Malfoy stepped up to him and studied him in a leisurely way. Harry looked back at him and made sure to keep his grimace off his face. Malfoy wore heavy dark blue velvet robes that made him look as if he was on his way to a ballroom. They had small silver dots sprinkled over them that sparked like gleams of fire.

_Definitely not what Unspeakables wear._

Madam Kellen cleared her throat. “You’re to tell him only what you absolutely must, Mr. Malfoy.”

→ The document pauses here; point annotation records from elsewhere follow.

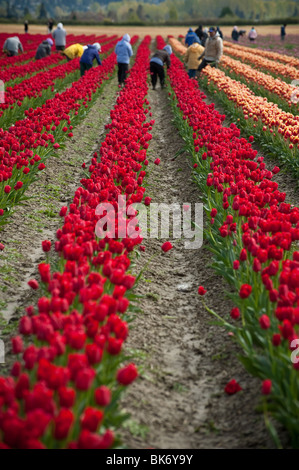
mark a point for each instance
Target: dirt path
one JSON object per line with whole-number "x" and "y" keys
{"x": 38, "y": 219}
{"x": 179, "y": 401}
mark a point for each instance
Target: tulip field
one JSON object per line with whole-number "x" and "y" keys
{"x": 117, "y": 341}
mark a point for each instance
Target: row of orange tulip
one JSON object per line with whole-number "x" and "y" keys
{"x": 177, "y": 45}
{"x": 286, "y": 59}
{"x": 255, "y": 107}
{"x": 274, "y": 85}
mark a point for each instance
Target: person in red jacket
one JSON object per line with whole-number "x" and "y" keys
{"x": 88, "y": 56}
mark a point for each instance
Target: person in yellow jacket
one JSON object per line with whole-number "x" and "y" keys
{"x": 191, "y": 58}
{"x": 71, "y": 52}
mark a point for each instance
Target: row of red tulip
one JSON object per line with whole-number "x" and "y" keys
{"x": 64, "y": 388}
{"x": 261, "y": 62}
{"x": 29, "y": 65}
{"x": 274, "y": 85}
{"x": 33, "y": 87}
{"x": 253, "y": 233}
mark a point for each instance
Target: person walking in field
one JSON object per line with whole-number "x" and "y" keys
{"x": 50, "y": 25}
{"x": 88, "y": 56}
{"x": 191, "y": 58}
{"x": 44, "y": 49}
{"x": 157, "y": 62}
{"x": 124, "y": 52}
{"x": 191, "y": 37}
{"x": 59, "y": 36}
{"x": 235, "y": 34}
{"x": 252, "y": 35}
{"x": 74, "y": 51}
{"x": 13, "y": 46}
{"x": 213, "y": 51}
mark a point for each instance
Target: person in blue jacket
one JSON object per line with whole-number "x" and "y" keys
{"x": 190, "y": 37}
{"x": 123, "y": 50}
{"x": 88, "y": 56}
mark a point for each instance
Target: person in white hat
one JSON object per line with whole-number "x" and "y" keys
{"x": 123, "y": 50}
{"x": 12, "y": 46}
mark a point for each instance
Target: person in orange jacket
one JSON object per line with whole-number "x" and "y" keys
{"x": 191, "y": 58}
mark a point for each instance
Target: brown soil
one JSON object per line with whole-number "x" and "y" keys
{"x": 186, "y": 361}
{"x": 141, "y": 31}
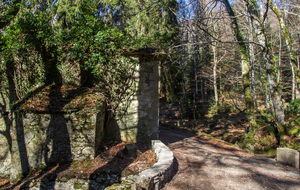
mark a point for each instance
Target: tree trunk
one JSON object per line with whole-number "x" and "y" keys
{"x": 292, "y": 57}
{"x": 215, "y": 76}
{"x": 270, "y": 66}
{"x": 244, "y": 62}
{"x": 19, "y": 158}
{"x": 251, "y": 64}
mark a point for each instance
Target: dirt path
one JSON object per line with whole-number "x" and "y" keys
{"x": 209, "y": 164}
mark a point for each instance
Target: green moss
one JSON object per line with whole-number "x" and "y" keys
{"x": 77, "y": 186}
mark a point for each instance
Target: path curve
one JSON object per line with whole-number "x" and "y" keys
{"x": 209, "y": 164}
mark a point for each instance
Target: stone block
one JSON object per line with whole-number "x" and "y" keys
{"x": 131, "y": 148}
{"x": 288, "y": 156}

Harry clenched his teeth, but said nothing. It was true that his Occlumency was still piss-poor. Anyone could read secrets out of his head if they tried hard enough and had the right level of Legilimency.

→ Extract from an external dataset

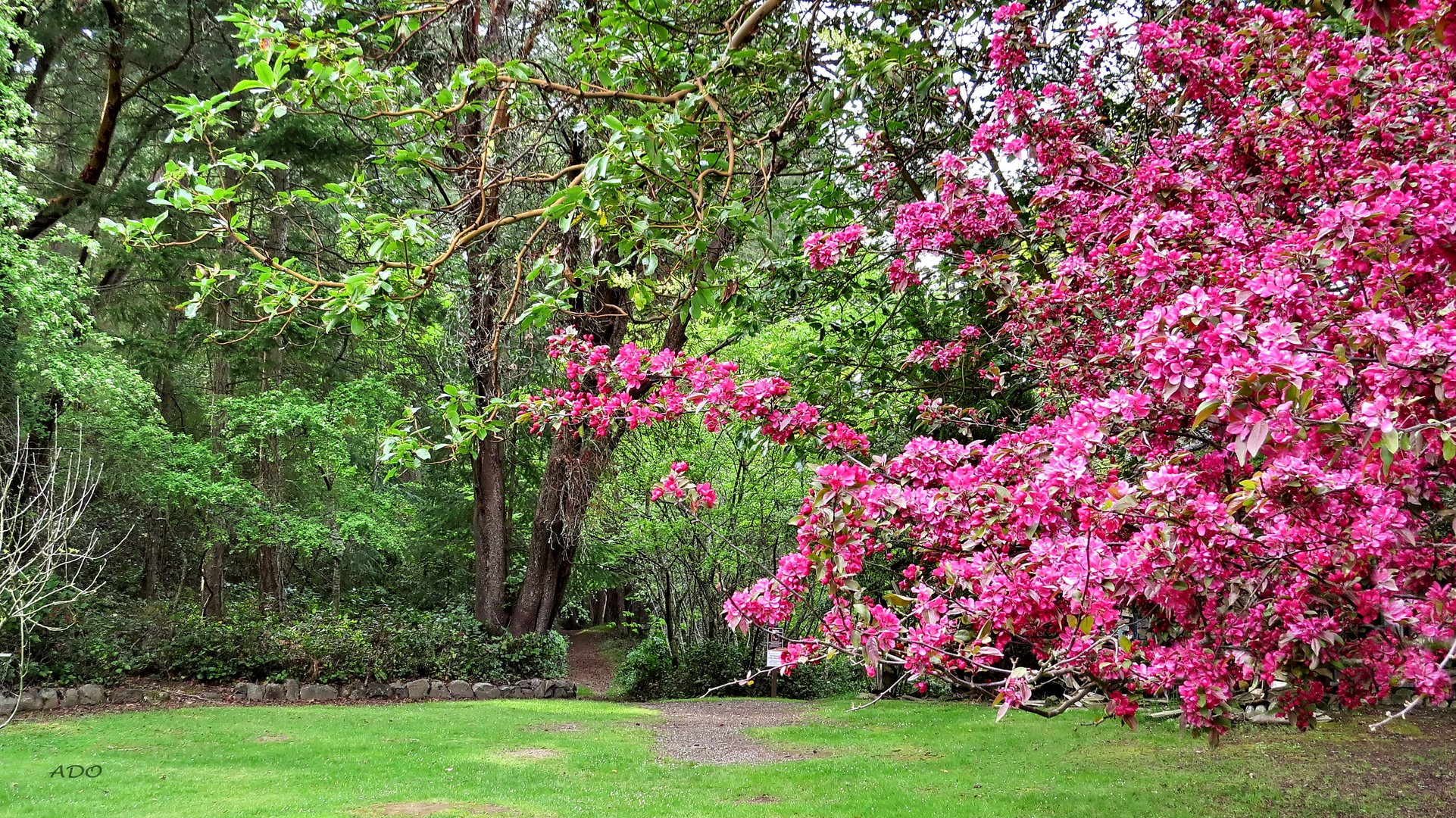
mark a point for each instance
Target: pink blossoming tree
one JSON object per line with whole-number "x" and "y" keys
{"x": 1244, "y": 316}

“Of course, madam.” Malfoy studied Harry one more time, and then held out his arm and gestured grandly behind him. “We’ll go through that door. I’m to conduct your training to make sure that you understand the distinction between _Dark_ wizards and _evil_ wizards.”

Harry glanced at Madam Kellen, but she only nodded sternly at him, her thick black hair moving around her face. Harry bit back another grimace. He knew this was the lightest penalty they were willing to give him and have him remain in the Aurors, after he’d made such a mess of the Sunderstar case.

“All right, Malfoy,” he said, and walked past him. There was a plain black door there, like the one that had led to the revolving room when he was here in his fifth year. But when his flinching hand touched it, nothing happened except that it opened and revealed another lift, this one made of what looked like black metal.

Malfoy said something to Madam Kellen that Harry didn’t try to overhear, and followed him. He touched a section of the lift’s wall that looked no different from the others to Harry, and the lift whirled around a quarter of a turn and began to rapidly sink.

Harry waited with his arms folded for Malfoy to say something. But he didn’t until the lift had started slowing down at what was presumably the bottom of the shaft.

“I wondered why they were asking a Starling to train you,” Malfoy murmured. “But I think I see it now. You have some potential for the Dark Arts.”

“I don’t think I need to know Dark Arts to learn about the differences between kinds of magic,” Harry said, keeping his gaze fastened on the side of the lift. It slid soundlessly open a second later, and Harry saw a corridor ahead with subdued light glowing through one wall. It made the building—cavern, tunnel, Harry couldn’t tell what it was—look like the inside of a black diamond.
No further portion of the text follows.